Che tipo di Natale sarà per Erika De Nardo quello della restituita libertà? La giovane 27enne di Novi Ligure che la sera del 21 febbraio 2001 uccise, in complicità con l’allora fidanzato Omar Favaro, sia la madre che il fratellino di undici anni, ha finito di scontare la sua pena e domani, 5 dicembre, lascerà la comunità di accoglienza della fondazione bresciana Exodus, creata da Don Antonio Mazzi, dove ha trascorso gli ultimi mesi di condanna: 16 anni, ridottisi poi a 10, con un primo sconto di tre anni per effetto dell’indulto, più altri bonus per buona condotta.
Durante la detenzione ha continuato gli studi: aveva appena 16 anni all’epoca del delitto e doveva quindi ancora diplomarsi, come ha fatto nell’estate del 2004; ha poi conseguito la laurea in filosofia con una tesi su “Socrate e la ricerca della verità negli scritti platonici” riportando il massimo dei voti, 110 e lode.

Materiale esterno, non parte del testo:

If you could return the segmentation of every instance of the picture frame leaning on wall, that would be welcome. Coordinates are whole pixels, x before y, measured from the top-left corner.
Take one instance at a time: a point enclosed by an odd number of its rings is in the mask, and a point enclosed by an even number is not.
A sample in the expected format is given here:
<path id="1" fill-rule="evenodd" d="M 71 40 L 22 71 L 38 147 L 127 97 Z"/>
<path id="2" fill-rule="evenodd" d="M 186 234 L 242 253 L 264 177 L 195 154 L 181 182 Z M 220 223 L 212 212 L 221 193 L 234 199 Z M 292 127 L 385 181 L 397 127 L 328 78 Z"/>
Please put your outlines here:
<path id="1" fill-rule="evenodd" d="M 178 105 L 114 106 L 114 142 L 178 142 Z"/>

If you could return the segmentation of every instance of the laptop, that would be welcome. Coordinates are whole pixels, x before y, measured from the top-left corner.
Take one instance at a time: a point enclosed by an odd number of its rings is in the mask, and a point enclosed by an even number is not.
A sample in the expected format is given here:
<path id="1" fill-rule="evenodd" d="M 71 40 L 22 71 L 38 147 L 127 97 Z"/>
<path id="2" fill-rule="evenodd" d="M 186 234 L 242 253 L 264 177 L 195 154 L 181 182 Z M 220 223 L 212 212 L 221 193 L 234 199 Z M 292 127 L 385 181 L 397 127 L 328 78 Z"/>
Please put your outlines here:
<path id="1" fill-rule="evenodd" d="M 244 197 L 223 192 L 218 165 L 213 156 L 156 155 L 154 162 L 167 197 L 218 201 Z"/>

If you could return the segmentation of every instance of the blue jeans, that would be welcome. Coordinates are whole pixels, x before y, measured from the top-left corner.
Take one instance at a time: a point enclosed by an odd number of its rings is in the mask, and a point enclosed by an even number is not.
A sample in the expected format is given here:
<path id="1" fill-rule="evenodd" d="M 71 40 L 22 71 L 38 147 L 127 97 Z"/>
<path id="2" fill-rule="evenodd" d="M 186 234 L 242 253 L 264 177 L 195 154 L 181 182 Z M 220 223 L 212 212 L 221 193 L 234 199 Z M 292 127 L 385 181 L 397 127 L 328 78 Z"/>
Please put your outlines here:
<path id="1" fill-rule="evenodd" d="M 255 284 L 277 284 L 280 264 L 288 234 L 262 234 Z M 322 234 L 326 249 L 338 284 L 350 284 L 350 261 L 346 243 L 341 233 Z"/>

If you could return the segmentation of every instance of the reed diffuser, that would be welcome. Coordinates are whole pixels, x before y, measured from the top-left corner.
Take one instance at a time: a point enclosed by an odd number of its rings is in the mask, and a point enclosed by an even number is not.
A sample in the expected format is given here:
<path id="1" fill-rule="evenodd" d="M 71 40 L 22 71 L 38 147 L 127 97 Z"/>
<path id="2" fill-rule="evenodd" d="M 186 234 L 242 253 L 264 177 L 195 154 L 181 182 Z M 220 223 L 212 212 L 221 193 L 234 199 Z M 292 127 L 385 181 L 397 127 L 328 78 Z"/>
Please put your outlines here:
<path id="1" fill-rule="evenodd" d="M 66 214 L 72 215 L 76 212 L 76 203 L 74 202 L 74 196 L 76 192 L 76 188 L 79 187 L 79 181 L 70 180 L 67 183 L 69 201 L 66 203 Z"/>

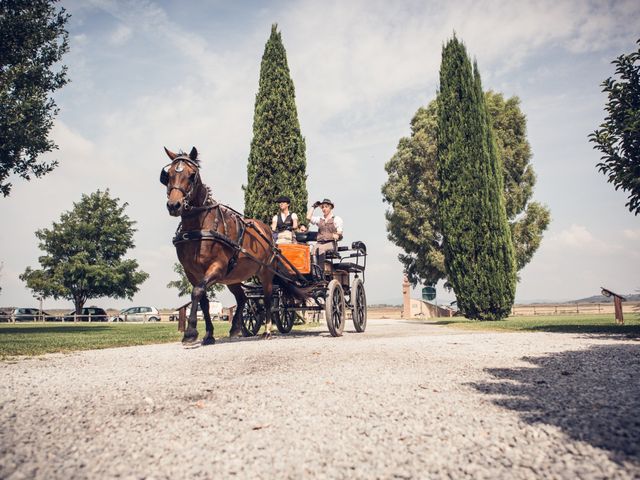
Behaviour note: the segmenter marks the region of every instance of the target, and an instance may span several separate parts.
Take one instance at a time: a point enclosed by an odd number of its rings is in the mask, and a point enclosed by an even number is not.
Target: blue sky
[[[177,222],[158,182],[163,146],[196,146],[202,176],[221,202],[243,208],[260,60],[272,23],[287,50],[310,199],[331,198],[347,241],[369,247],[370,303],[399,302],[399,250],[386,239],[380,187],[385,162],[409,122],[435,96],[442,44],[455,31],[477,60],[485,89],[517,95],[528,119],[534,198],[552,223],[521,272],[516,299],[569,300],[606,286],[640,289],[640,217],[598,173],[587,135],[602,122],[600,83],[637,47],[637,1],[83,0],[72,15],[71,83],[57,94],[52,131],[60,166],[17,181],[0,199],[0,305],[36,304],[17,278],[37,267],[34,232],[50,227],[82,193],[109,188],[137,221],[130,252],[150,273],[133,301],[172,307],[171,236]],[[225,304],[231,303],[223,295]],[[438,300],[452,294],[438,290]],[[62,308],[68,301],[45,301]]]

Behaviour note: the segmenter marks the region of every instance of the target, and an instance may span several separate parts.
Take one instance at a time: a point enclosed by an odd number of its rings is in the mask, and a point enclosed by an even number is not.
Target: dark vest
[[[284,232],[285,230],[293,230],[293,219],[291,218],[291,214],[289,214],[287,215],[287,218],[282,221],[282,215],[278,212],[278,224],[276,226],[276,231]]]
[[[333,234],[338,233],[333,218],[325,220],[324,217],[320,219],[318,223],[318,241],[319,242],[333,242]]]

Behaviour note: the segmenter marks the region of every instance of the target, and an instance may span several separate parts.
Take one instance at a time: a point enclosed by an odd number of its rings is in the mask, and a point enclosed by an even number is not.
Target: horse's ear
[[[165,187],[169,184],[169,167],[164,167],[160,171],[160,183]]]
[[[178,156],[177,153],[173,153],[171,150],[167,150],[167,147],[164,147],[164,151],[167,152],[167,155],[171,160],[175,160],[175,158]]]

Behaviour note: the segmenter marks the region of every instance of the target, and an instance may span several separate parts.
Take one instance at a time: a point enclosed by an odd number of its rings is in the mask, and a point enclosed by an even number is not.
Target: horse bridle
[[[185,190],[184,188],[178,187],[176,185],[169,185],[169,169],[176,162],[185,162],[191,168],[193,168],[196,172],[195,177],[193,179],[189,179],[189,184],[190,184],[189,190]],[[183,169],[184,167],[181,167],[180,164],[176,166],[176,172],[178,173],[182,172]],[[196,189],[196,186],[198,185],[199,180],[200,180],[200,169],[198,168],[198,165],[186,155],[180,155],[174,158],[171,161],[171,163],[165,165],[162,171],[160,172],[160,183],[167,186],[167,197],[171,195],[171,190],[178,190],[180,193],[182,193],[182,196],[183,196],[182,208],[184,210],[188,210],[189,208],[191,208],[191,205],[189,204],[189,200],[191,199],[191,195]]]

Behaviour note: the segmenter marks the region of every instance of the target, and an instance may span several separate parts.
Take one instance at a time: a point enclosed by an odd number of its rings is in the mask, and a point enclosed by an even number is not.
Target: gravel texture
[[[640,342],[370,320],[0,363],[0,478],[640,478]]]

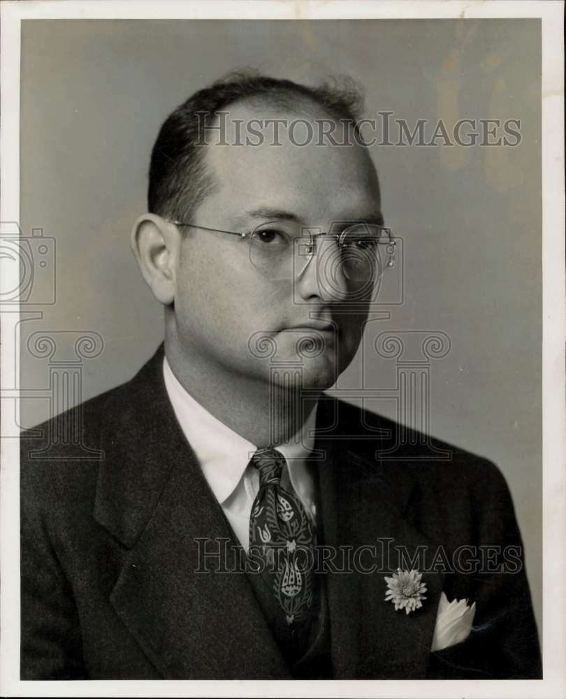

Libera dunque di tornare a casa, nella villetta di Novi Ligure, la stessa in cui avvenne la mattanza dopo che la madre, Susy Cassini, 43 anni, alle 19:30 era rincasata col figlio minore Gianluca, 11 anni, che era andato a prendere dopo una partita di pallacanestro. Ad attenderli in casa Erika e, nascosto in bagno, Omar. 40 coltellate per lei (“Erika, ti perdono“ avrebbe urlato la vittima morendo, secondo la testimonianza di Omar, implorandola di risparmiare il fratello), 57 per il bambino, finito dopo essere riuscito a scappare una prima volta, già ferito, ed essersi rifugiato in bagno, dove la sorella lo raggiunse e tentò prima di affogarlo invano nella vasca per poi completare il misfatto con il coltello da cucina. Il papà Francesco, ingegnere, 44 anni allora, doveva ancora rientrare: pare che il piano contemplasse anche la sua uccisione ma che fu risparmiato in quanto Omar, stanco della strage e ferito ad una mano, cambiò idea: “Se vuoi, uccidilo tu“, avrebbe detto alla fidanzata matricida, lavandosene le mani.
I due giovani assassini telefonarono ai carabinieri e finsero una rapina, ma furono smascherati quasi immediatamente, per le orme delle loro scarpe intrise di sangue che avevano lasciato ovunque, camminando e non correndo come avrebbero fatto se fossero stati in fuga per scampare agli aguzzini, per le loro stesse contraddizioni durante l’interrogatorio e per le “confessioni” carpite loro dalle microspie e telecamere nascoste nel locale dei carabinieri dove, una volta lasciati soli, si confrontarono tra di loro sulle dichiarazioni rese e scherzarono tradendosi ingenuamente, pensando che nessuno li ascoltasse.
Domani Erika torna dal papà, che ha avuto la forza di perdonarla e di non abbandonarla, senza mai mancare negli anni del carcere ad una visita alla figlia. E passeranno il Natale in famiglia, anzi, mezza.